On the Trail of Resistance
A chestnut tree's genome—its complete set of genes—is housed in an ensemble of 12 chromosomes which together hold the instructions to make and operate the tree. Unravel one of the chromosomes and you will find long strands of DNA made of four repeating units called bases. The bases come in pairs: one strand of bases paired with another strand, forming a double helix. It is the order of the bases that determines the meaning of the genetic instructions, and physical differences between the Chinese and American chestnut trees—in traits like height, leaf shape, and the ability to fight off pathogens—can be traced back to differences in the DNA.
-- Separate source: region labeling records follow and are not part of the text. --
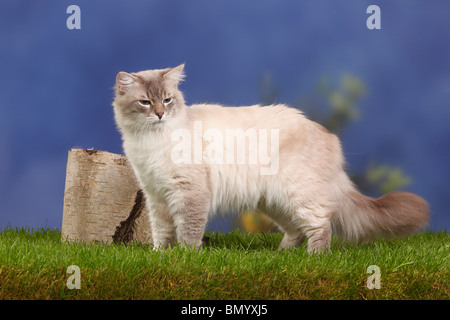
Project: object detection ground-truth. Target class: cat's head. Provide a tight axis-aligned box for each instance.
[113,64,185,127]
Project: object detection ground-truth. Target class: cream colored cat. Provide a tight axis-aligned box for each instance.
[113,65,429,253]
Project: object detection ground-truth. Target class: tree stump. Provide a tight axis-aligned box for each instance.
[61,149,152,244]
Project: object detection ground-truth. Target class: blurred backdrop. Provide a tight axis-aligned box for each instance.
[0,0,450,231]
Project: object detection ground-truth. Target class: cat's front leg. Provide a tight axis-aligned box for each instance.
[173,198,209,249]
[148,201,175,250]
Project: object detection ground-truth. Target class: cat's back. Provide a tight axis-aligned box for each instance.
[188,104,308,129]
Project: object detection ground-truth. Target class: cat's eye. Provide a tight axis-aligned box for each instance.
[139,100,150,106]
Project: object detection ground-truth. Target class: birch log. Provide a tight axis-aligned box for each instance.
[61,149,151,244]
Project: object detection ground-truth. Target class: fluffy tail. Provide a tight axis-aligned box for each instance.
[331,188,429,242]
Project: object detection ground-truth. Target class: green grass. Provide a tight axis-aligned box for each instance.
[0,229,450,299]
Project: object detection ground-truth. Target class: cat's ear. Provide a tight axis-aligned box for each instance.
[116,71,137,94]
[163,63,185,87]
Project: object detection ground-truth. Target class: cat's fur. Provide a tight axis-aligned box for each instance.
[113,65,429,252]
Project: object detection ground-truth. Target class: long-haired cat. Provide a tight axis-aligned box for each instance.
[113,65,429,252]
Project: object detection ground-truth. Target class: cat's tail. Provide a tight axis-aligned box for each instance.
[331,175,429,243]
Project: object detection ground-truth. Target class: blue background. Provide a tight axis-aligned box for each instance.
[0,0,450,230]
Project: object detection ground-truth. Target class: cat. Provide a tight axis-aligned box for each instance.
[113,64,429,253]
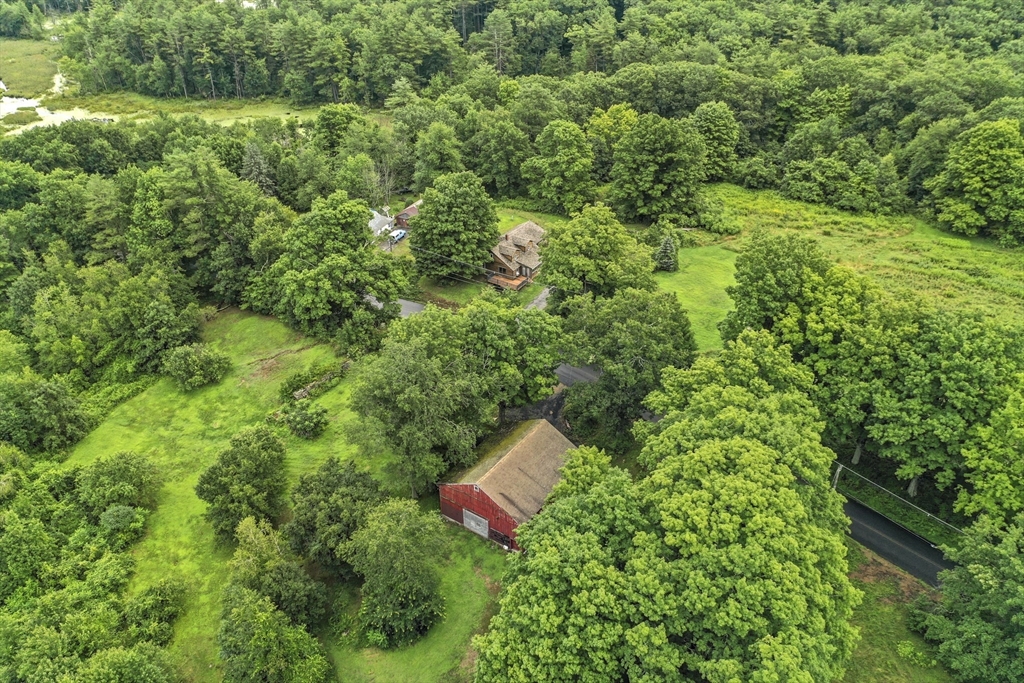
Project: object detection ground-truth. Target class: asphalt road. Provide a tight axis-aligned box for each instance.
[843,501,953,586]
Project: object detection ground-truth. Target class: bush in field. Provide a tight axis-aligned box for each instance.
[196,425,288,541]
[285,398,329,439]
[164,344,231,391]
[345,499,445,647]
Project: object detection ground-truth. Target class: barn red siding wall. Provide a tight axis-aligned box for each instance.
[437,483,519,550]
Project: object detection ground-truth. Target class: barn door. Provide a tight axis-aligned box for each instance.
[462,510,490,539]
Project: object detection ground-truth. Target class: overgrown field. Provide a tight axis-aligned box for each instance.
[658,184,1024,349]
[45,90,318,125]
[843,541,953,683]
[69,310,504,682]
[0,38,57,97]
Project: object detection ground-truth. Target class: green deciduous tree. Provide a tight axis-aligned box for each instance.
[476,332,858,683]
[282,458,383,577]
[522,121,594,214]
[285,398,330,439]
[541,205,654,298]
[925,119,1024,244]
[164,344,231,391]
[609,114,708,220]
[913,515,1024,683]
[410,171,498,279]
[217,587,331,683]
[246,193,404,345]
[719,230,831,340]
[352,298,559,494]
[957,377,1024,520]
[77,451,160,518]
[229,517,327,626]
[563,289,696,434]
[196,425,287,541]
[466,111,531,197]
[587,104,640,181]
[413,121,466,190]
[345,500,446,647]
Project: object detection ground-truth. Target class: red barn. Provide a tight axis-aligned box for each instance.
[438,420,574,550]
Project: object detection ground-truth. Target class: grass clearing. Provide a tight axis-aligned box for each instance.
[843,541,953,683]
[0,38,57,97]
[44,91,319,126]
[328,528,506,683]
[657,184,1024,349]
[69,309,504,683]
[654,245,736,351]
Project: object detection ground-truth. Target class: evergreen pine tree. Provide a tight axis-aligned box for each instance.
[242,142,274,196]
[654,234,679,272]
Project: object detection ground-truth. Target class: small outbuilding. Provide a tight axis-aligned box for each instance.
[394,200,423,227]
[370,208,394,238]
[438,420,575,550]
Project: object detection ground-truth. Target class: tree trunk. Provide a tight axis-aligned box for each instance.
[906,474,921,498]
[206,65,217,99]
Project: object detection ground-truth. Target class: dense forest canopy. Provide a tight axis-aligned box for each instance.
[0,0,1024,681]
[14,0,1024,242]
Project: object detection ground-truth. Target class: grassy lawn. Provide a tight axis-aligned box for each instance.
[657,184,1024,349]
[69,310,504,682]
[843,541,953,683]
[654,245,736,351]
[0,38,57,97]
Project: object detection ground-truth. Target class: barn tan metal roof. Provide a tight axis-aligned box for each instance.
[460,420,575,524]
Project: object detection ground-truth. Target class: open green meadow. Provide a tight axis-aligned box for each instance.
[657,184,1024,349]
[44,91,318,126]
[654,245,736,351]
[69,310,504,682]
[0,38,57,97]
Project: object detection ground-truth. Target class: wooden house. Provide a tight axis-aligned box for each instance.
[438,420,574,550]
[394,200,423,229]
[487,220,545,290]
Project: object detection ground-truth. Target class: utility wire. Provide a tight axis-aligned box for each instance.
[833,460,964,533]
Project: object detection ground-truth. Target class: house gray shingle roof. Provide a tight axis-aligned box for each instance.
[460,420,575,524]
[490,220,545,271]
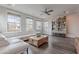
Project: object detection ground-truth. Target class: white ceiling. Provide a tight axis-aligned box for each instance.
[2,4,79,18]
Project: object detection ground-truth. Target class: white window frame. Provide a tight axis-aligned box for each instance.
[36,21,42,31]
[26,17,34,32]
[7,13,21,33]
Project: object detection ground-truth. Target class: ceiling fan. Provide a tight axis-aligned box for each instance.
[42,8,54,15]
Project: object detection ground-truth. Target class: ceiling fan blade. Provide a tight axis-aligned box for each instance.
[48,10,53,12]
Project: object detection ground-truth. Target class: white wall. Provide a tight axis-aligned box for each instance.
[67,13,79,38]
[0,7,43,37]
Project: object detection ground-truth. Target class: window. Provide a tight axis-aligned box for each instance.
[7,13,21,32]
[36,21,42,30]
[44,22,48,34]
[26,18,33,32]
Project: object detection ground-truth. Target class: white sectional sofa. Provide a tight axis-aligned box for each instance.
[0,35,29,54]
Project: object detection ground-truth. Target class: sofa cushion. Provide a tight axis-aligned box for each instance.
[0,34,9,47]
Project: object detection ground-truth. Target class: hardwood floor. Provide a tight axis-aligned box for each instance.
[26,36,75,54]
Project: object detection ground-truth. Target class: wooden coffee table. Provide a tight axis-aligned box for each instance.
[29,35,48,47]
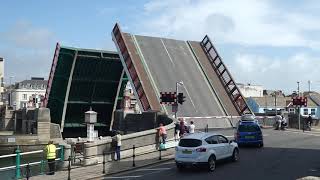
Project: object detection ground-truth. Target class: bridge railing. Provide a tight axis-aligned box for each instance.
[200,35,252,114]
[0,146,64,179]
Studying the genome of an organism is no small task. The chestnut's genome is immense. The best estimate is that it contains, give or take, 800 million base pairs.
Genetic mapping is a way for scientists to negotiate this landscape. Researchers identify markers that act as mileposts along the chromosomes. The markers can be snippets of DNA or unique sequences of bases. Putting the markers together to create a map of the genome serves a number of useful purposes. A map gives researchers a way to compare chestnut to related species like beeches, oaks, and other forest trees. It serves as a jumping off point for sequencing the chestnut's genome, determining the exact order of those 800 million or so base pairs. And it can reveal the location of genes that control certain traits such as blight resistance.
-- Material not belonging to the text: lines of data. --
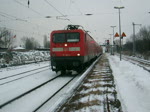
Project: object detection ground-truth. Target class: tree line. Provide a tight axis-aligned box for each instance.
[0,28,50,50]
[123,26,150,54]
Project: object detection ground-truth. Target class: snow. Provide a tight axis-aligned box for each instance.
[108,56,150,112]
[0,55,150,112]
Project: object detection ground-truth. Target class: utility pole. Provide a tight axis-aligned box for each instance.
[110,26,116,55]
[114,7,124,61]
[132,22,141,56]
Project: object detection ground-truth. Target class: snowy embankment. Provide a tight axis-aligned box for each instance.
[0,50,50,68]
[108,56,150,112]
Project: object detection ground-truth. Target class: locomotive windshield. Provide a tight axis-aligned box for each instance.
[53,33,80,43]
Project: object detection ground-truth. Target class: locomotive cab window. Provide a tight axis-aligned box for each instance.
[53,33,80,43]
[66,33,80,42]
[53,33,66,43]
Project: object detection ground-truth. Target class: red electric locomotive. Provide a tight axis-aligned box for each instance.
[50,25,102,73]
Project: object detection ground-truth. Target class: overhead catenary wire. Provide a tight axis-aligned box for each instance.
[0,11,27,22]
[44,0,71,22]
[14,0,43,17]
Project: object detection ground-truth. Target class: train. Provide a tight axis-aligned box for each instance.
[50,25,102,74]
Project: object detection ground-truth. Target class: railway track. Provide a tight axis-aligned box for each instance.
[0,56,99,112]
[123,56,150,72]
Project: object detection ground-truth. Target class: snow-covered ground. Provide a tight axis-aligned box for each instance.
[108,56,150,112]
[0,55,150,112]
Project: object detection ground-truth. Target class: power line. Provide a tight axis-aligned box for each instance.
[44,0,71,22]
[0,12,27,22]
[14,0,43,16]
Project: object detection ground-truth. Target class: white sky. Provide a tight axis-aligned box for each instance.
[0,0,150,45]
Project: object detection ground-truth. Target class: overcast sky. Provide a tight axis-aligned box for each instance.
[0,0,150,45]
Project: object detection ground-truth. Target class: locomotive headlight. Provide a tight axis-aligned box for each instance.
[77,53,80,56]
[64,44,68,47]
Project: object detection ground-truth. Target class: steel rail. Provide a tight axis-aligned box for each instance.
[0,75,60,109]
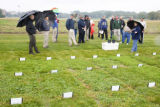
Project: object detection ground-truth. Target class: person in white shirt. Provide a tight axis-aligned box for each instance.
[139,18,147,43]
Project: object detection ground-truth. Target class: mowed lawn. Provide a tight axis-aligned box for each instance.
[0,19,160,107]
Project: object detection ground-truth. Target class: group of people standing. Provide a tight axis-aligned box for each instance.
[66,14,95,46]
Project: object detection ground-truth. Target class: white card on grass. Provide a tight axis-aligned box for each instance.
[112,65,118,69]
[14,72,23,76]
[138,64,143,67]
[93,55,98,59]
[19,58,26,61]
[87,67,93,71]
[51,70,58,74]
[71,56,76,59]
[153,52,157,55]
[63,92,73,98]
[148,82,156,87]
[46,57,52,60]
[11,98,23,105]
[112,85,120,91]
[135,53,139,56]
[117,54,121,57]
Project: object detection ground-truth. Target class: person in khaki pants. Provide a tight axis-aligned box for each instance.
[66,15,78,46]
[42,17,50,48]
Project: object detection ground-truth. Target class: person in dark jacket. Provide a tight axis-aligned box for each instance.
[42,16,50,48]
[131,22,141,52]
[100,16,108,40]
[66,15,77,46]
[78,16,86,43]
[110,16,115,38]
[26,15,40,54]
[119,16,126,36]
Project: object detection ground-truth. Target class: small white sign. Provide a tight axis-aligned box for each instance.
[117,54,121,57]
[112,65,118,69]
[11,98,23,105]
[71,56,76,59]
[19,58,26,61]
[15,72,23,76]
[87,67,93,71]
[46,57,52,61]
[112,85,120,91]
[51,70,58,74]
[93,55,98,59]
[63,92,73,98]
[153,52,157,56]
[135,53,139,56]
[138,64,143,67]
[148,82,156,88]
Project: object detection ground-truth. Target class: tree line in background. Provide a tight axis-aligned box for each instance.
[0,9,160,20]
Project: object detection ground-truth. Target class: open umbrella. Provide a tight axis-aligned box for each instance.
[17,10,40,27]
[127,20,144,31]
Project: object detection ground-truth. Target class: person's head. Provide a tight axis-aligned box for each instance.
[44,16,49,20]
[102,16,106,19]
[134,22,138,26]
[29,15,34,20]
[116,16,118,20]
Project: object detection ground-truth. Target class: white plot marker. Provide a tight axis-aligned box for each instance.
[11,98,23,105]
[87,67,93,71]
[63,92,73,98]
[153,52,157,56]
[112,65,118,69]
[138,64,143,67]
[117,54,121,57]
[112,85,120,91]
[93,55,98,59]
[148,82,156,88]
[19,58,26,61]
[46,57,52,61]
[135,53,139,56]
[71,56,76,59]
[51,70,58,74]
[14,72,23,76]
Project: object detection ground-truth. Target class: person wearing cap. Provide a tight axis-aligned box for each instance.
[78,16,86,43]
[66,15,78,46]
[42,16,50,48]
[139,18,147,43]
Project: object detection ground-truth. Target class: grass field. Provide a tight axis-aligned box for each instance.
[0,19,160,107]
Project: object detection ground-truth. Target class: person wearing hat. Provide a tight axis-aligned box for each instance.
[78,16,86,43]
[66,15,78,46]
[42,16,50,48]
[139,18,147,43]
[131,22,141,52]
[26,15,40,55]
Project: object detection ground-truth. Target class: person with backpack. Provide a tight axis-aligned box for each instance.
[131,22,141,52]
[66,15,78,46]
[42,16,50,48]
[100,16,108,40]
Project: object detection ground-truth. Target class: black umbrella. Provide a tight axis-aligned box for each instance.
[17,10,41,27]
[127,20,144,31]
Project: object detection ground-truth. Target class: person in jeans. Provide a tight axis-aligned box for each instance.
[122,25,132,45]
[42,16,50,48]
[66,15,78,46]
[26,15,40,55]
[100,16,108,40]
[131,22,141,52]
[78,16,86,43]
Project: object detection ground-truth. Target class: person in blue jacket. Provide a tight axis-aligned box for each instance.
[78,16,86,43]
[131,22,141,52]
[100,16,108,40]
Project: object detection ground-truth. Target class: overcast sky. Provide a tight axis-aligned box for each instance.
[0,0,160,13]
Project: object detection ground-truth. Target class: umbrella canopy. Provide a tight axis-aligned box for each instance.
[17,10,40,27]
[127,20,144,31]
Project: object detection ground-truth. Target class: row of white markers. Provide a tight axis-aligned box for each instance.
[11,52,156,105]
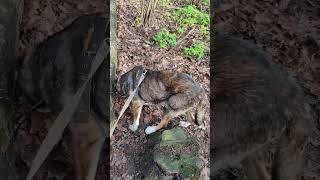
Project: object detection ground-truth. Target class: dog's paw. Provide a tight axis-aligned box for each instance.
[145,126,157,134]
[129,124,139,131]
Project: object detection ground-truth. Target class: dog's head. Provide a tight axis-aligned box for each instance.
[117,66,146,96]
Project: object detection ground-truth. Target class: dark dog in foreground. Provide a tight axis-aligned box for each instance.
[117,66,205,134]
[211,35,312,180]
[19,14,109,180]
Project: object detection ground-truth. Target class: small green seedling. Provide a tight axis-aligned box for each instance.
[153,28,177,48]
[183,42,207,59]
[172,5,210,27]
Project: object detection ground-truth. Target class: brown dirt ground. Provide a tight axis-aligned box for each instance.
[215,0,320,180]
[110,0,210,179]
[14,0,108,180]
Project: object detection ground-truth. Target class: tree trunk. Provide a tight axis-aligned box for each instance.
[0,0,23,180]
[108,0,118,138]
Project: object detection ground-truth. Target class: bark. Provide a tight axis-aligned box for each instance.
[108,0,118,135]
[0,0,23,180]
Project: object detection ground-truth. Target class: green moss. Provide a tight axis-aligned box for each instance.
[153,28,177,48]
[183,42,208,59]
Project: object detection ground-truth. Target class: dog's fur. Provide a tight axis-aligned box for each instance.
[211,35,312,180]
[117,66,205,134]
[19,14,109,180]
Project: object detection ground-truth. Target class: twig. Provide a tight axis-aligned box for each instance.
[152,27,195,60]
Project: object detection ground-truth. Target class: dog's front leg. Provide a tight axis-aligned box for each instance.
[70,116,105,180]
[129,99,144,131]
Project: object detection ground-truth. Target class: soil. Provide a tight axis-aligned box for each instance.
[15,0,320,180]
[214,0,320,180]
[110,0,210,179]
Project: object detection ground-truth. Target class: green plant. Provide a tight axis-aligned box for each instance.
[177,27,185,34]
[153,28,177,48]
[159,0,170,7]
[202,0,210,6]
[183,42,207,59]
[172,5,210,27]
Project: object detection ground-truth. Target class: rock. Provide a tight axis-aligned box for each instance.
[153,127,204,179]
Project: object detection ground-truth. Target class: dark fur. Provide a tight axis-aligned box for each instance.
[211,35,311,180]
[19,14,109,180]
[117,66,204,134]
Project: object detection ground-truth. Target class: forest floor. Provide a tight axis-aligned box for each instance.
[11,0,320,180]
[213,0,320,180]
[110,0,210,179]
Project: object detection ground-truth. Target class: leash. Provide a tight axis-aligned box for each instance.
[110,69,147,138]
[27,39,109,180]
Scientists have now pieced together a detailed map of Chinese chestnut (specifically, Castanea mollissima cv ‘Vanuxem’) and have identified genes for blight resistance in four regions on the chromosomes. These four regions, called loci, are spots where genes for blight resistance reside. Researchers are now zeroing in on the four loci, sequencing the DNA in each region in an effort to find the genes that contribute to blight resistance. The loci contains hundreds of genes—the large majority of which have nothing do with resistance—which means that scientists must use detective work to narrow down the search.
One clue researchers look for in finding a gene for blight resistance is evidence that the gene is turned on in blight cankers. Scientists have screened cankers in American and Chinese chestnut trees to determine which genes are active. They are particularly interested in genes that are turned on at high levels in the Chinese tree but are present only at low levels in the American tree. Such a pattern makes a gene a candidate for blight resistance.
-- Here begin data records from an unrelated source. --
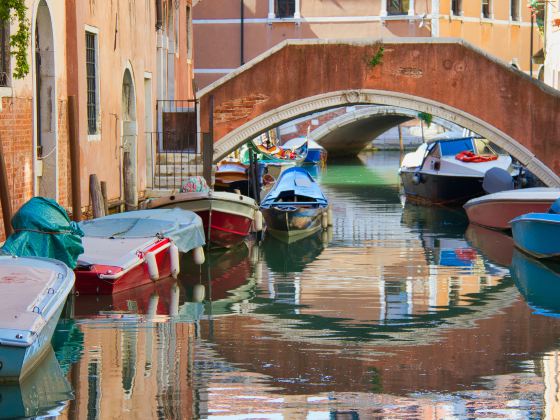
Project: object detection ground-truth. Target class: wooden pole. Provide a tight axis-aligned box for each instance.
[99,181,109,216]
[89,174,105,219]
[68,95,82,222]
[0,138,13,238]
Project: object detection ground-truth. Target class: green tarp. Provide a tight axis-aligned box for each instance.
[2,197,84,269]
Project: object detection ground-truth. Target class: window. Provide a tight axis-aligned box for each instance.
[451,0,463,16]
[0,20,10,87]
[387,0,410,15]
[86,31,99,135]
[481,0,492,19]
[187,6,192,60]
[274,0,296,18]
[511,0,520,21]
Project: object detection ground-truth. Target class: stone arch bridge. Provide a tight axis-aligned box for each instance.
[198,38,560,186]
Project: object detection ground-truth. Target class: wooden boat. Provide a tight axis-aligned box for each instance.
[511,206,560,259]
[399,137,512,205]
[463,188,560,230]
[261,167,329,241]
[0,256,74,381]
[75,209,204,294]
[144,191,262,248]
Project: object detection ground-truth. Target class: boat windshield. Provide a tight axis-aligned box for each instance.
[439,138,475,156]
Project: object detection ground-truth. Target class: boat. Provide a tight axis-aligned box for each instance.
[75,209,205,295]
[0,255,74,381]
[282,137,327,166]
[463,187,560,230]
[399,137,512,205]
[214,159,250,195]
[511,199,560,259]
[261,167,329,241]
[510,250,560,318]
[144,191,262,248]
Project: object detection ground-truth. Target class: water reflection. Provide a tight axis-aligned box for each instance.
[0,348,73,419]
[511,249,560,317]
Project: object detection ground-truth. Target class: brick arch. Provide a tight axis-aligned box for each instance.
[198,38,560,186]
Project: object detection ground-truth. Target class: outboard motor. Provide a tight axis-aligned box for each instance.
[482,168,514,194]
[548,198,560,214]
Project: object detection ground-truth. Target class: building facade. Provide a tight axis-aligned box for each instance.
[193,0,541,88]
[0,0,194,240]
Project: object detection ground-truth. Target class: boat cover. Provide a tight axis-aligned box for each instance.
[2,197,84,268]
[80,208,204,252]
[261,167,328,208]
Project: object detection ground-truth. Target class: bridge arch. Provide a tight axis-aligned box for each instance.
[197,38,560,186]
[214,89,560,186]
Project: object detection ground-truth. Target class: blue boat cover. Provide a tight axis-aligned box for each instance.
[261,167,328,208]
[2,197,84,269]
[80,208,205,252]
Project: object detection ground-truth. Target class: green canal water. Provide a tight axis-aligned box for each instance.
[9,152,560,419]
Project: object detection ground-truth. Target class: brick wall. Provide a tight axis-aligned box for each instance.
[0,97,71,241]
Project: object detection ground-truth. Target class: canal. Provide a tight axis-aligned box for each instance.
[15,152,560,419]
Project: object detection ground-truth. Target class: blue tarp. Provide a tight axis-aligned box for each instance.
[261,167,328,208]
[80,208,205,252]
[2,197,84,269]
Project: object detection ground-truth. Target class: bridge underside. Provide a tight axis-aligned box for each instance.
[315,115,411,157]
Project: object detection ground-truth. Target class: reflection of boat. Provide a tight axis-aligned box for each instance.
[465,224,514,267]
[179,244,251,301]
[0,256,74,381]
[261,168,329,239]
[511,250,560,317]
[146,191,258,248]
[0,345,73,419]
[399,137,511,204]
[76,209,204,295]
[464,188,560,229]
[262,232,324,273]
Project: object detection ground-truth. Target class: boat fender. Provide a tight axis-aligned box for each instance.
[253,210,262,232]
[144,252,159,281]
[193,284,206,302]
[321,211,329,229]
[169,242,181,279]
[193,246,206,265]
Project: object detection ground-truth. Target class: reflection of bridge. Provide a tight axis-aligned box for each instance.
[199,38,560,185]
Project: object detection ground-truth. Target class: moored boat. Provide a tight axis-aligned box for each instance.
[261,167,329,241]
[463,187,560,230]
[0,256,74,381]
[75,209,204,294]
[144,191,262,248]
[399,137,512,205]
Another clue researchers look for: genes that are similar to disease resistance genes from other plants. Scientists studying the blight resistance loci have noticed similarities to loci in peach that contain genes for disease resistance. The peach genes help fight powdery mildew, another fungal disease. Such similarities can greatly aid in identifying the genes that encode resistance in chestnut.
Testing Resistance
Once researchers have identified likely candidate genes for blight resistance, they can perform a direct and powerful test of each gene's function by adding the gene to an American chestnut tree and testing whether the added gene offers the tree any additional resistance to the blight. This approach allows researchers to directly answer the question; does this gene confer resistance to the blight?
To carry out this test, the gene is added to a soil bacterium known as Agrobacterium. Agrobacterium has the singular ability to attach itself to a plant and inject a small piece of DNA into a plant cell. "You can think of agrobacterium as a little shuttle," says Dr. Joe Nairn, whose lab at the University of Georgia is involved in this effort. "You put the gene in the shuttle, and the shuttle delivers it to the plant cells." Agrobacterium containing the gene of interest is mixed with American chestnut embryos, and the end result is that the injected DNA ends up spliced into the plant’s own DNA, a process known as genetic transformation.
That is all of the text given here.